Aus unionsrechtlicher Sicht ist die Annahme einer Nichtigkeit von Aufhebungsverträgen nicht geboten. Die Richtlinie bezieht andere Beendigungstatbestände als Entlassungen nicht in den Schutzbereich der Richtlinie ein, sondern berücksichtigt diese nur bei den Schwellenwerten. Sie lässt andere Beendigungsformen mithin zwar den Schutz vor Entlassungen vermitteln, bezieht sie aber nicht selbst in den Entlassungsschutz mit ein.[258] Da der Gesetzgeber mit der Einführung des § 17 Abs. 1 S. 2 KSchG nur der Erweiterung des Anwendungsbereichs in Art. 1 Abs. 1 der Richtlinie 92/56/EWG Rechnung tragen wollte,[259] liegt es nahe, auch der Regelung in § 17 Abs. 1 S. 2 KSchG keinen weitergehenden Regelungszweck zu entnehmen. Allein die arbeitgeberseitige Kündigung unterfällt daher dem Schutzbereich der §§ 17 ff. KSchG. Andere Beendigungsformen vermitteln zwar diesen Schutz, sind aber selbst nicht in den Schutzbereich einbezogen. Es gibt deshalb auch keine unionsrechtliche Grundlage dafür, § 17 Abs. 2 KSchG als Verbotsgesetz auch im Hinblick auf den Abschluss von Aufhebungsverträgen anzusehen. Vielmehr bestünden gegen eine solche Annahme verfassungsrechtliche Bedenken, da dem Arbeitnehmer entgegen Art. 12 GG die Disposition über dessen Arbeitsverhältnis verwehrt und ihm die im Rahmen des Aufhebungsvertrages zugesagten Leistungen möglicherweise nachträglich wieder entzogen würden. Arbeitgeberseitig veranlasste Aufhebungsverträge sind deshalb auch dann wirksam, wenn der Arbeitgeber diese bei der Konsultations- oder Anzeigepflicht nicht berücksichtigt hat. Gleiches gilt für arbeitgeberseitig veranlasste Eigenkündigungen. Soweit das BAG in § 17 Abs. 2 KSchG ein Verbotsgesetz erkennt, kann sich dieses Verbot ausschließlich an den Arbeitgeber richten; eine Einschränkung des Kündigungsrechts des Arbeitnehmers, selbst unter Preisgabe ­gesetzlicher Schutzmechanismen, ließe sich mit Art. 12 GG nicht vereinbaren.[260]

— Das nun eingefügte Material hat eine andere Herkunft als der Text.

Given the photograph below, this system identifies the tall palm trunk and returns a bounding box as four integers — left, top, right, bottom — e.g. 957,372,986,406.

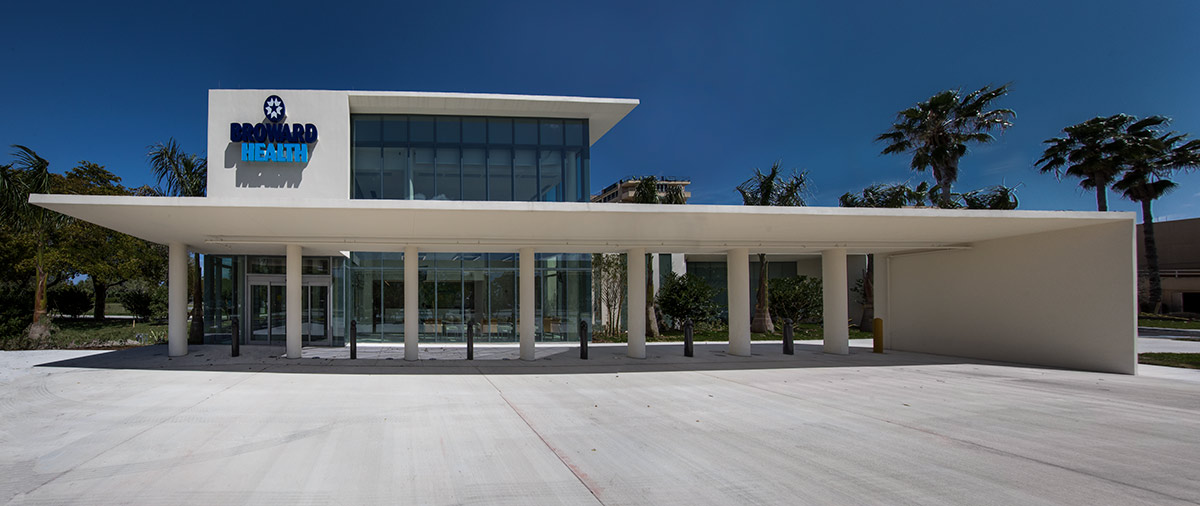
34,227,48,324
1141,199,1163,313
1092,175,1109,211
187,253,204,344
750,253,775,333
858,253,875,332
91,280,108,321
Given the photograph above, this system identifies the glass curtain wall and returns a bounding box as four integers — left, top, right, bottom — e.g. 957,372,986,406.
344,253,592,343
350,114,590,201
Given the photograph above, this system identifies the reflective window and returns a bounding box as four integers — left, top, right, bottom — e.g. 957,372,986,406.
350,114,590,201
433,147,462,200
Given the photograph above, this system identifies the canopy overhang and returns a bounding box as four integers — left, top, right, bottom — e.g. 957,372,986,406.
30,194,1134,255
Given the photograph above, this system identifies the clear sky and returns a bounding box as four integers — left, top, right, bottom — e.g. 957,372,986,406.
0,0,1200,219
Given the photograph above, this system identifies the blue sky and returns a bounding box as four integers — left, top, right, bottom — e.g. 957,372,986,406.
0,0,1200,219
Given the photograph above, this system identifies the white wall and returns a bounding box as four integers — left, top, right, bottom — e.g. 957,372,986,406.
208,90,350,199
892,222,1136,374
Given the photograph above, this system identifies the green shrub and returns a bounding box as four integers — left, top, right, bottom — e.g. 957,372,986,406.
0,281,34,350
116,283,167,320
767,276,824,325
656,272,721,327
48,284,92,317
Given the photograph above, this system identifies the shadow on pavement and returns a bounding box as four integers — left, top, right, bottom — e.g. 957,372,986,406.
37,342,997,374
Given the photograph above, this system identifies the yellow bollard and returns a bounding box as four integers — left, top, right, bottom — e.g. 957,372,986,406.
872,318,883,354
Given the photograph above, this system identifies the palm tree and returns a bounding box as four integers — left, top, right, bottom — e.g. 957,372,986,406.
1036,114,1166,211
146,138,209,343
737,161,809,333
1112,128,1200,313
0,144,66,324
875,84,1016,207
634,176,662,337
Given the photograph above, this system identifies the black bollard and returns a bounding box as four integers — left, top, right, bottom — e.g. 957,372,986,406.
784,318,796,355
467,321,475,360
229,318,241,356
580,320,588,360
683,318,692,356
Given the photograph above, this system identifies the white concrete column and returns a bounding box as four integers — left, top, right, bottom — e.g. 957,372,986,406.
625,248,646,359
874,253,892,348
167,242,187,356
821,248,850,355
725,248,750,356
650,253,662,297
404,246,421,360
284,245,304,359
517,248,538,360
671,253,688,276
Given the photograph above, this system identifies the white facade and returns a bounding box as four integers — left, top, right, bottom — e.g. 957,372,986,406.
30,90,1136,374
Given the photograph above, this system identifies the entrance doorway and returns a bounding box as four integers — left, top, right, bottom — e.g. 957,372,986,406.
246,276,332,347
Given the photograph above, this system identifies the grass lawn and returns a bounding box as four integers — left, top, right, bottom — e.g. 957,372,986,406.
594,324,874,343
50,318,167,349
1138,318,1200,329
1138,354,1200,369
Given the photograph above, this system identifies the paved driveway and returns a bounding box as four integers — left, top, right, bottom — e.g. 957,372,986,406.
0,344,1200,506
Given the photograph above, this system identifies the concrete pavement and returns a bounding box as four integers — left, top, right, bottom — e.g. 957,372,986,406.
0,342,1200,505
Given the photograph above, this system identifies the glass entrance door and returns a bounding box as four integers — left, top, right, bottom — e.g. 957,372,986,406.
247,282,332,347
248,283,287,345
300,284,330,347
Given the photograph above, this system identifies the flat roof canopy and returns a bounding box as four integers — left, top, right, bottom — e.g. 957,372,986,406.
29,194,1134,255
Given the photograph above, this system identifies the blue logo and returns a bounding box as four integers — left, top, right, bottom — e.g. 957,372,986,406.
229,95,317,163
263,95,288,124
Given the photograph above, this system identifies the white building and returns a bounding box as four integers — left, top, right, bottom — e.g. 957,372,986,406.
30,90,1136,374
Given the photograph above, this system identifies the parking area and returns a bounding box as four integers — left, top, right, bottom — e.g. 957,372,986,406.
0,343,1200,505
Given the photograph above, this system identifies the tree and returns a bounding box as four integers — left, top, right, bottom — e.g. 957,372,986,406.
838,181,929,209
1034,114,1166,211
770,276,824,323
62,161,167,320
592,253,628,336
737,161,809,333
146,138,209,342
962,185,1020,210
1112,126,1200,313
634,176,660,337
658,272,721,329
0,144,66,324
875,84,1016,207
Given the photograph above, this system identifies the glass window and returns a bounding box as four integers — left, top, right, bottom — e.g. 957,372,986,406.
485,269,517,343
408,116,433,143
487,253,517,269
433,147,462,200
412,147,436,200
512,150,538,201
564,120,583,146
379,147,412,199
487,118,512,144
538,150,563,201
487,149,512,200
538,120,563,146
379,269,404,342
246,257,288,275
462,118,487,144
462,147,487,200
512,118,538,145
383,115,408,146
438,116,460,144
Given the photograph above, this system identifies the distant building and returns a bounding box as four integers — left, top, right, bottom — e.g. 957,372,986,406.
1138,218,1200,313
592,177,691,203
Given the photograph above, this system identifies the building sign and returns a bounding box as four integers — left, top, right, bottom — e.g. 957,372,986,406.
229,95,317,163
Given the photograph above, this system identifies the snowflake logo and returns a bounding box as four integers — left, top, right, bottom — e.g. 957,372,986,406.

[255] Kortmann/Brungs, ArbR 2017, 355; Lipinski, AuA 2016, 335; Pauken, ArbR 2016, 400; zweifelnd Kliemt, in: FS Willemsen, 2018, S. 242.
[258] EUArbR/Spelge, RL 98/59/EG, Art. 1 Rn 32.
[259] Vgl. die Begründung zum Entwurf eines Gesetzes zur Anpassung arbeitsrechtlicher Bestimmungen an das EG-Recht vom 24.5.1994, BR-Drucks 12/7630, S. 13.
[260] Im Ergebnis ebenso EUArbR/Spelge, RL 98/59/EG, Art. 1 Rn 36.